After graduating from ENA with distinction, Hollande was set up for a career as a civil servant and, if he wished, in politics. His first job was at the state audit office, then as a lecturer at Sciences-Po.

In the 1970s, he threw his weight behind the first Socialist president Francois Mitterrand and had hoped for a junior minister's post when Mitterrand was elected in 1981. Hollande was disappointed. Later he became an acolyte of Jacques Delors, another presidential hopeful until he abandoned France to become head of the European Union. Hollande was again disappointed.

After becoming right-hand man to Lionel Jospin, the Socialist prime minister, he was once again overlooked for ministerial jobs and sidelined.

When Jospin was knocked out of the first round of the 2002 presidential elections by the far-right's Jean-Marie Le Pen, however, it was Hollande, then secretary general of the Socialist Party, who put the squabbling French Left back together.

"Throughout his career, Francois Hollande ploughed his furrow behind paternal figures, Mitterrand, Delors, Jospin. Suddenly he was an orphan," writes Raffy.

"He was alone faced with his destiny and seemed disarmed, a little lost, incapable of making the necessary step to propel him into the category of the leader of the tribe."

Then came 2007 and the rise of Segolene. "As usual, he [Hollande] shrugged and waited for better days," writes Raffy.

Hollande's response during the many career lows was to return to his roots and spend time in his constituency in the Correze, central France. In doing so, he has created an unusually strong popular power base. In his constituency of Tulle, even those who do not agree with him talk of him with genuine admiration.

Alain Albinet, of the local newspaper, La Montagne, said: "It's nothing to do with ideology it's about the man, the human. He won over the loyalty of the people by being here, being accessible and defending local interests."

For many in Hollande's position, winning power would be payback time, but this is not his style. In the past he has brought back people who have stabbed him in the back, even when there was a risk they would do so again.

He has worked hard to unify the Socialist Party and in any case, is not given to retribution or revenge.

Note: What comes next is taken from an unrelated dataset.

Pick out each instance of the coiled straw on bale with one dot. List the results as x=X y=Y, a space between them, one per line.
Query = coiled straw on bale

He prefers to mollify and neutralise, much to the irritation of colleagues. All this, however, depends on him winning.

Yesterday morning Hollande was once again in the weekly market at Tulle, with Trierweiler, shaking hands, meeting the people. Sarkozy was reported to be with his wife and their six-month-old daughter Giulia.

And later today Francois Hollande will know if he has finally fulfilled his teenage dream by becoming the 24th president of the republic.